Pisani e Ale, indimenticati
a tredici anni dalla morte

«Vivere nel cuore di chi resta non è mai morire». Una frase breve, dal sapore antico, che campeggia su una lapide a fianco del campo principale di Zingonia. È datata 12 febbraio 1997. In alto sulla destra un nome, mille ricordi, mille dribbling e discese sulla fascia: Federico Pisani.

Sono passati 13 anni da quella disgraziata notte di martedì grasso, quando il 22 enne attaccante atalantino perse la vita insieme alla fidanzata Alessandra Midali, dopo essersi schiantato con la sua Bmw contro il pilone di un cavalcavia allo svincolo tra la Torino-Venezia e l'Autolaghi.

I due, insieme a una coppia di amici, rimasta illesa, erano di ritorno da una serata al casinò di Campione d'Italia. Festeggiavano il carnevale che stava passando, ma anche il recupero del numero 14 atalantino dopo un serio infortunio e il momento felice dell'Atalanta del trio Morfeo-Inzaghi-Lentini, allora nel salotto buono della serie A.

La corsa di Federico e Alessandra finì contro quel pilone, uniti nella sorte da un tragico destino. Federico Pisani era nato a Capannori in provincia di Lucca, il 25 luglio 1974. Nell'ottobre del 1988, l'Atalanta lo convinse a trasferirsi a Bergamo. I primi anni li trascorse alla Casa del Giovane, insieme ai suoi compagni di spogliatoio.

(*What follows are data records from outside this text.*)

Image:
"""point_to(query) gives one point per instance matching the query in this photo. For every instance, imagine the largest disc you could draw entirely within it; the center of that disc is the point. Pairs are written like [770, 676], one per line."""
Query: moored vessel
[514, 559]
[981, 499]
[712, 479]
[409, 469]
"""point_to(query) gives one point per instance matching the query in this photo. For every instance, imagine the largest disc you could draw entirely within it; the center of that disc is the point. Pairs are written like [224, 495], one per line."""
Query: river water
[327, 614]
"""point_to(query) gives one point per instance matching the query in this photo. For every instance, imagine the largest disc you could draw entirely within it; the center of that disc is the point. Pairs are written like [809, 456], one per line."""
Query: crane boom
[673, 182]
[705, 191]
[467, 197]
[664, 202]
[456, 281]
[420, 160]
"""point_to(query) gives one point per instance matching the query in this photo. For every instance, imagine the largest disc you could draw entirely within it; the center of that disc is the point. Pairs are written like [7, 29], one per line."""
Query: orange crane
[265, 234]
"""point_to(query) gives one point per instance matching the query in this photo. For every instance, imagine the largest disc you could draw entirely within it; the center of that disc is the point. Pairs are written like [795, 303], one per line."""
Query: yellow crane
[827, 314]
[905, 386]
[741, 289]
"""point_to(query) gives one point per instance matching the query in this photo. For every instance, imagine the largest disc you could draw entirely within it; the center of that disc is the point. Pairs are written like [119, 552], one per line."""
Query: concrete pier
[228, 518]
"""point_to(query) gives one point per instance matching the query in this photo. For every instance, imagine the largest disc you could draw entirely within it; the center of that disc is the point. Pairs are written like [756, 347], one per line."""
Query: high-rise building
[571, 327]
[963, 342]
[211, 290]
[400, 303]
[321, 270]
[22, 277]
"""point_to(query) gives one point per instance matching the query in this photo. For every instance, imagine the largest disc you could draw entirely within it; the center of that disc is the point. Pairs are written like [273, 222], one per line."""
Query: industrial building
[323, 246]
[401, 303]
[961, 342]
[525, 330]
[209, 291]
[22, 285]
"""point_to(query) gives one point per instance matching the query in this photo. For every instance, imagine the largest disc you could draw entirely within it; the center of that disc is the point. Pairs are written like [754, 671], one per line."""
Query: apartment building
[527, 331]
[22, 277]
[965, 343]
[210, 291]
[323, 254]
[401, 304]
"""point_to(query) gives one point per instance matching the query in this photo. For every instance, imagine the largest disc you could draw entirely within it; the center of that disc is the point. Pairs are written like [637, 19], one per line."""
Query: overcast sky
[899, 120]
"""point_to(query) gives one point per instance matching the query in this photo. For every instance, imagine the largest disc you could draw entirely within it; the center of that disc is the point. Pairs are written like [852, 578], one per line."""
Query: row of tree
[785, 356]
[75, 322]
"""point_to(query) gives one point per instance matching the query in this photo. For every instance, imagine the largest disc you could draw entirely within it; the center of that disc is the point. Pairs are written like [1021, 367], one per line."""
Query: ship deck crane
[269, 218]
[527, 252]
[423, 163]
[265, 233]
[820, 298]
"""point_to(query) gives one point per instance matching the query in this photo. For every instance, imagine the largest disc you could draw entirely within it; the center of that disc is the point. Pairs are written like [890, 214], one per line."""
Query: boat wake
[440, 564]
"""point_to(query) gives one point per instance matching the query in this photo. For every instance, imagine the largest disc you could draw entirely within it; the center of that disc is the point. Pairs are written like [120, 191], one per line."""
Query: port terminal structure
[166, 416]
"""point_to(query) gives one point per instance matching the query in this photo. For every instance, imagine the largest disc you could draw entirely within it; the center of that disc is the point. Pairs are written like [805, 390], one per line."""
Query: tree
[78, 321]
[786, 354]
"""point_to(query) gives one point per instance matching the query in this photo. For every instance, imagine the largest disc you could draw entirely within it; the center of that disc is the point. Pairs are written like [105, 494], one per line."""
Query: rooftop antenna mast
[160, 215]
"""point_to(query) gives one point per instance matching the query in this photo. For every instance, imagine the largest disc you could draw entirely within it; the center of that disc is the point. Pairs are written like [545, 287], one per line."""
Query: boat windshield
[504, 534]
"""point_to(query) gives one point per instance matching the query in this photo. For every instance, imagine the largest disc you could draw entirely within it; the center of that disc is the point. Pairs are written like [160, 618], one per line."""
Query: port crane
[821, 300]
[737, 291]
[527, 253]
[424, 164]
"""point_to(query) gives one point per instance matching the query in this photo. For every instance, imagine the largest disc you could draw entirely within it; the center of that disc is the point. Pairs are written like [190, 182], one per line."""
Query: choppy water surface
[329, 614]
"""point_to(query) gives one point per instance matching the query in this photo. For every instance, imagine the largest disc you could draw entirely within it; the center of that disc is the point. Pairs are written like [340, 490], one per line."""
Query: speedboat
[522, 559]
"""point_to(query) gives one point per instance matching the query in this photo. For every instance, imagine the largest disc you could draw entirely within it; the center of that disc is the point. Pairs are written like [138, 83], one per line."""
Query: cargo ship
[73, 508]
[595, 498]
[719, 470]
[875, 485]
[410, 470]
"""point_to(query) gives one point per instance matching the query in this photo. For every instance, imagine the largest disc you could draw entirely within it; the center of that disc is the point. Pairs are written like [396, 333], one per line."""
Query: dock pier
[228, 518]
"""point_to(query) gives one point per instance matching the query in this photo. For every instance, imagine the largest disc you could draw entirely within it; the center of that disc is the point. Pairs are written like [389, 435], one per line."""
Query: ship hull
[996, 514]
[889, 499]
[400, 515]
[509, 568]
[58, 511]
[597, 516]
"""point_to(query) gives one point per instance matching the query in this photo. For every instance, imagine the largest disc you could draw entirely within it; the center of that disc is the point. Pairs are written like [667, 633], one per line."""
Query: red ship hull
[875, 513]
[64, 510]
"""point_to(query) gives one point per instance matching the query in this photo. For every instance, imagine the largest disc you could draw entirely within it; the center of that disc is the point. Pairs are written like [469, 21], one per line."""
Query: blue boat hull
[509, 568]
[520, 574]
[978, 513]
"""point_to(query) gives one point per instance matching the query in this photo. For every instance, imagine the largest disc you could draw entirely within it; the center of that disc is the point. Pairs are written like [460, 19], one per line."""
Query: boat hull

Nel vivaio bergamasco, con la «banda Prandelli» (Morfeo, Locatelli, Tacchinardi, Poloni e Foglio alcuni dei suoi compagni di squadra) vinse nel 1993 lo scudetto Primavera e il torneo di Viareggio. L'allenatore Bruno Giorgi lo aveva fatto esordire in serie A già nel 1992.

Dopo una breve parentesi di sei mesi con il Monza nel 1993-94, Chicco Pisani era tornato a Bergamo indossando la maglia della sua Atalanta (64 partite e 6 reti in campionato dal 1992 al 1997, 74 presenze e 7 gol in totale con le Coppe) fino al triste epilogo.

La prematura scomparsa non ha cancellato il ricordo del «monello» atalantino, che quando entrava in campo nei finali di gara riusciva a ribaltare la situazione e a far impazzire i difensori avversari. Era l'arma vincente dell'ultima parte del match. In particolare Emiliano Mondonico intuì questa dote del ragazzo.

Resta vivida nella memoria dei tifosi atalantini la rimonta contro la Roma del 28 gennaio 1996 (2-1): Federico entrò in campo nella ripresa, fuggì sulla sinistra, saltò un avversario con una finta a rientrare e insaccò sul palo più lontano della porta romanista. Un gol capolavoro. Velocità, dribbling e gran vivacità sulla fascia: qualità che gli permisero di diventare un beniamino del pubblico, anche per quel suo carattere buono e quella faccia da bravo ragazzo.

In un soleggiato sabato mattina di metà febbraio del 1997 la sua Atalanta e tutta Bergamo lo salutarono per l'ultima volta, in Città Alta, alla presenza di più di tremila persone. Il giorno seguente la squadra bergamasca scese in campo contro il Vicenza (3-1). L'atmosfera era surreale: il pubblico triste ed emozionato ripeteva incessantemente il suo nome, mentre le due formazioni apparivano bloccate.

Nella ripresa Pippo Inzaghi realizzò una doppietta, anticipata dal gol di Paolo Foglio su assist di Domenico Morfeo. Una rete particolare: i due giocatori si guardarono emozionati, si strinsero la mano e corsero insieme sotto la Nord ad abbracciare la maglia dell'amico e compagno di tante battaglie.

La Curva Nord del Comunale nell'arco di pochi mesi cambiò nome, diventando Curva Pisani e la società Atalanta decise di ritirare per sempre la maglia numero 14. «Vivere nel cuore di chi resta non è mai morire». Il nome del piccolo monello toscano, bergamasco d'adozione, risuona ancora tredici anni dopo nei cori dei sostenitori nerazzurri. Da lassù Chicco e Ale sorrideranno emozionati, cercando di accompagnare fino al sogno salvezza il cammino della loro Atalanta.